Further, if thermal oxidation treatment is used, the controllability of the oxide film thickness that becomes the phase shifter (3) can be further improved, and a highly accurate phase shifter (3) can be formed.

[Effects of the Invention] As described above, according to the present invention, by forming an opaque mask pattern on a transparent substrate and oxidizing the mask pattern, a phase shifter having a uniform thickness can be formed around the periphery of the mask pattern. Since the mask pattern is completely oxidized after forming a complete mask pattern, it is possible to obtain a method for manufacturing a phase shift mask that is easy to inspect and correct defects and has good controllability. be.

[Brief explanation of drawings]

FIG. 1 is a process diagram showing an embodiment of the present invention, FIG. 2 is a principle diagram showing a conventional exposure method using photolithography, and FIG. 3 is a principle diagram showing an improved conventional exposure method using photolithography.

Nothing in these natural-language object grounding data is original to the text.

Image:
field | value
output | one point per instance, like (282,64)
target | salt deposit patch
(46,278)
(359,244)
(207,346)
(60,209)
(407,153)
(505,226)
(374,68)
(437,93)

FIG. 4 is a principle diagram showing a further improved conventional exposure method using photolithography, and FIG. 5 is a process diagram showing a method for producing the phase shift mask shown in FIG. 4. (1)...Glass substrate (transparent substrate) (2)...Mask pattern (3)...Phase shifter In the drawings, the same reference numerals indicate the same or corresponding parts.

Claims (1)

[Claims] A phase shift mask comprising: forming an opaque mask pattern on a transparent substrate; and oxidizing the mask pattern to form a phase shifter with a uniform thickness around the mask pattern. How to make.